The Supreme Court on Tuesday referred to a seven-judge bench the question whether Aligarh Muslim University, which had been created by an act of Parliament, could be accorded the status of a “minority” institute.
Chief Justice Ranjan Gogoi and Justices L. Nageswara Rao and Sanjiv Khanna referred the matter to the larger bench after attorney-general K.K. Venugopal and senior advocate Rajeev Dhavan insisted on it. Venugopal, who appeared for the Centre, and Dhavan, for AMU, both said a seven-judge bench should determine the law on the issue.
This was because a five-judge bench had in 1968 ruled that AMU could not be given the status as it had not been created by a Muslim individual or body but by the state.
Tuesday’s decision by the court came as it dealt with an application the NDA government had filed in 2016. The application had sought the court’s permission to withdraw a 2006 appeal the then UPA government had filed.
In 2006, the UPA government and AMU had both approached the top court after Allahabad High Court struck down as unconstitutional a rule amended in 1981 by the then central government. The amendment had granted the varsity the status of a minority institute.
AMU has opposed the 2016 appeal on the ground that it was based on “political” considerations. “It is not open to the central government to question the validity of a law made by Parliament…,” AMU had said in its latest affidavit.

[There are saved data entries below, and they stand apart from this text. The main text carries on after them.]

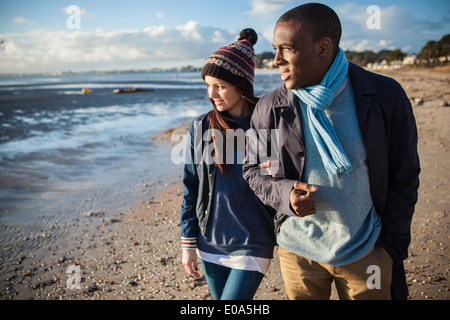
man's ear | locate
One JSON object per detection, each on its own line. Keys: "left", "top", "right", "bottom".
{"left": 317, "top": 37, "right": 332, "bottom": 57}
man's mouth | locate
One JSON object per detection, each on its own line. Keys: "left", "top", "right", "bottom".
{"left": 280, "top": 70, "right": 290, "bottom": 81}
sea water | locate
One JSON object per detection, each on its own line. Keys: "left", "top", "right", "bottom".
{"left": 0, "top": 70, "right": 281, "bottom": 257}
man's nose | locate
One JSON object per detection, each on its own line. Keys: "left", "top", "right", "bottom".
{"left": 273, "top": 50, "right": 285, "bottom": 66}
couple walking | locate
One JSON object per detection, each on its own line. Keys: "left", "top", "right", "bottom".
{"left": 180, "top": 3, "right": 420, "bottom": 300}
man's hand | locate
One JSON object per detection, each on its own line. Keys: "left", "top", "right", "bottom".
{"left": 289, "top": 181, "right": 318, "bottom": 217}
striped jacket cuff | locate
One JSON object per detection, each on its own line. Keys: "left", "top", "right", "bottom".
{"left": 181, "top": 237, "right": 197, "bottom": 250}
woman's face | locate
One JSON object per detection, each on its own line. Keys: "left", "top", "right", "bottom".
{"left": 205, "top": 76, "right": 248, "bottom": 117}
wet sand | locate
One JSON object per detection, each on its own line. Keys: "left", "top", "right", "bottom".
{"left": 0, "top": 66, "right": 448, "bottom": 300}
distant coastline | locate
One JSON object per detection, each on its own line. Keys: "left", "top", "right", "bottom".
{"left": 0, "top": 66, "right": 203, "bottom": 79}
{"left": 1, "top": 63, "right": 444, "bottom": 79}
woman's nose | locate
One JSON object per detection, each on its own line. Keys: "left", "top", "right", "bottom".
{"left": 208, "top": 86, "right": 218, "bottom": 98}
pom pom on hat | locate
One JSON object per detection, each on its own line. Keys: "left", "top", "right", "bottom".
{"left": 238, "top": 28, "right": 258, "bottom": 46}
{"left": 201, "top": 28, "right": 258, "bottom": 96}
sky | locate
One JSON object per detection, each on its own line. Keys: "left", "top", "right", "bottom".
{"left": 0, "top": 0, "right": 449, "bottom": 74}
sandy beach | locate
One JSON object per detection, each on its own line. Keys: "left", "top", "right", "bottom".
{"left": 0, "top": 66, "right": 448, "bottom": 300}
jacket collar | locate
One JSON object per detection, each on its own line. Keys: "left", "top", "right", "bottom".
{"left": 348, "top": 62, "right": 377, "bottom": 130}
{"left": 275, "top": 84, "right": 305, "bottom": 144}
{"left": 275, "top": 62, "right": 377, "bottom": 139}
{"left": 273, "top": 83, "right": 297, "bottom": 109}
{"left": 348, "top": 62, "right": 377, "bottom": 95}
{"left": 273, "top": 62, "right": 377, "bottom": 106}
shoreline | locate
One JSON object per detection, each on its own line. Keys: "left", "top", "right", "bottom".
{"left": 0, "top": 66, "right": 449, "bottom": 300}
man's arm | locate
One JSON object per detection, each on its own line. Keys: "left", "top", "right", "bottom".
{"left": 243, "top": 106, "right": 318, "bottom": 218}
{"left": 377, "top": 84, "right": 420, "bottom": 264}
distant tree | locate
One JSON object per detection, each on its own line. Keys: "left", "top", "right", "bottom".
{"left": 376, "top": 50, "right": 391, "bottom": 62}
{"left": 436, "top": 34, "right": 450, "bottom": 62}
{"left": 345, "top": 49, "right": 393, "bottom": 66}
{"left": 256, "top": 52, "right": 275, "bottom": 68}
{"left": 418, "top": 34, "right": 450, "bottom": 64}
{"left": 419, "top": 40, "right": 438, "bottom": 63}
{"left": 387, "top": 49, "right": 405, "bottom": 62}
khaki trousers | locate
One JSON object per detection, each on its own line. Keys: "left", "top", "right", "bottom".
{"left": 278, "top": 246, "right": 393, "bottom": 300}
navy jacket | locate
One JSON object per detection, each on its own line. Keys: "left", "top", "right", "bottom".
{"left": 180, "top": 112, "right": 276, "bottom": 254}
{"left": 180, "top": 113, "right": 217, "bottom": 239}
{"left": 243, "top": 62, "right": 420, "bottom": 299}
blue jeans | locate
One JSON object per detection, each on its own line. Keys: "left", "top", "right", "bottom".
{"left": 200, "top": 259, "right": 265, "bottom": 300}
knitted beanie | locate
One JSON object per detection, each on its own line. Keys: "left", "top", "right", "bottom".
{"left": 201, "top": 28, "right": 258, "bottom": 96}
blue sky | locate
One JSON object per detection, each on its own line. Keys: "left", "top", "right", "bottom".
{"left": 1, "top": 0, "right": 449, "bottom": 73}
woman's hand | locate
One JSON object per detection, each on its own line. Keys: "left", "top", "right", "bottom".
{"left": 258, "top": 160, "right": 279, "bottom": 177}
{"left": 182, "top": 249, "right": 200, "bottom": 277}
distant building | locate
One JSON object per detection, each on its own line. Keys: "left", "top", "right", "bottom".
{"left": 403, "top": 55, "right": 417, "bottom": 65}
{"left": 262, "top": 58, "right": 275, "bottom": 69}
{"left": 367, "top": 54, "right": 420, "bottom": 70}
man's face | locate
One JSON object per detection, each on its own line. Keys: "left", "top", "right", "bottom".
{"left": 272, "top": 20, "right": 323, "bottom": 90}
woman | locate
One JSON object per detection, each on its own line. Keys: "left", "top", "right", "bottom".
{"left": 180, "top": 29, "right": 275, "bottom": 300}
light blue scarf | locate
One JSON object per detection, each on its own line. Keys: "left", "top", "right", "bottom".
{"left": 292, "top": 48, "right": 352, "bottom": 177}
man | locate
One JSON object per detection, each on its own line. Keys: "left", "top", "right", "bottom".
{"left": 243, "top": 3, "right": 420, "bottom": 300}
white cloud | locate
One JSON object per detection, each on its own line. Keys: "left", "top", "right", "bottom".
{"left": 212, "top": 30, "right": 227, "bottom": 43}
{"left": 244, "top": 0, "right": 295, "bottom": 47}
{"left": 0, "top": 21, "right": 238, "bottom": 73}
{"left": 247, "top": 0, "right": 293, "bottom": 16}
{"left": 61, "top": 6, "right": 96, "bottom": 18}
{"left": 176, "top": 20, "right": 203, "bottom": 41}
{"left": 139, "top": 8, "right": 165, "bottom": 20}
{"left": 13, "top": 17, "right": 36, "bottom": 25}
{"left": 336, "top": 3, "right": 448, "bottom": 53}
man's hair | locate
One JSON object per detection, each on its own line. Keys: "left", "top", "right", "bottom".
{"left": 277, "top": 3, "right": 342, "bottom": 54}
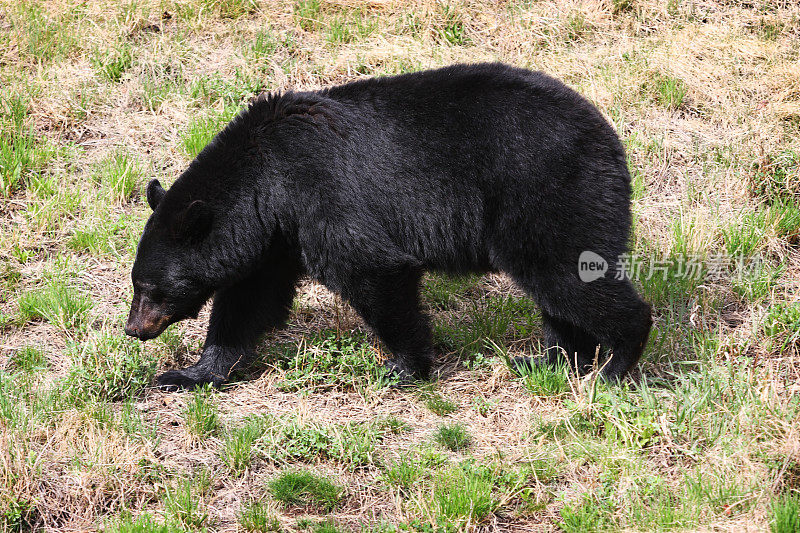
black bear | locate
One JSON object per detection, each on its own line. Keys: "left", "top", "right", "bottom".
{"left": 125, "top": 62, "right": 652, "bottom": 390}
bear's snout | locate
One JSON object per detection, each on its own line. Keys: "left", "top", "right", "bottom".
{"left": 125, "top": 292, "right": 171, "bottom": 341}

The Centre, however, feels that the 1968 ruling of the constitution bench had become the law of the land.
AMU violence
At least four AMU students were injured on Tuesday when two groups clashed over the proposed visit of Hyderabad MP and AIMIM leader Asaduddin Owaisi.
The AMU student union had organised Muslim Front — a symposium to which leaders of many parties had been invited.
The clash broke out when Ajay Singh, a student leader of the Bharatiya Janata Yuva Morcha, reached the venue with his supporters and raised slogans against the union. Singh, a student of AMU, is the grandson of BJP MLA Dalveer Singh.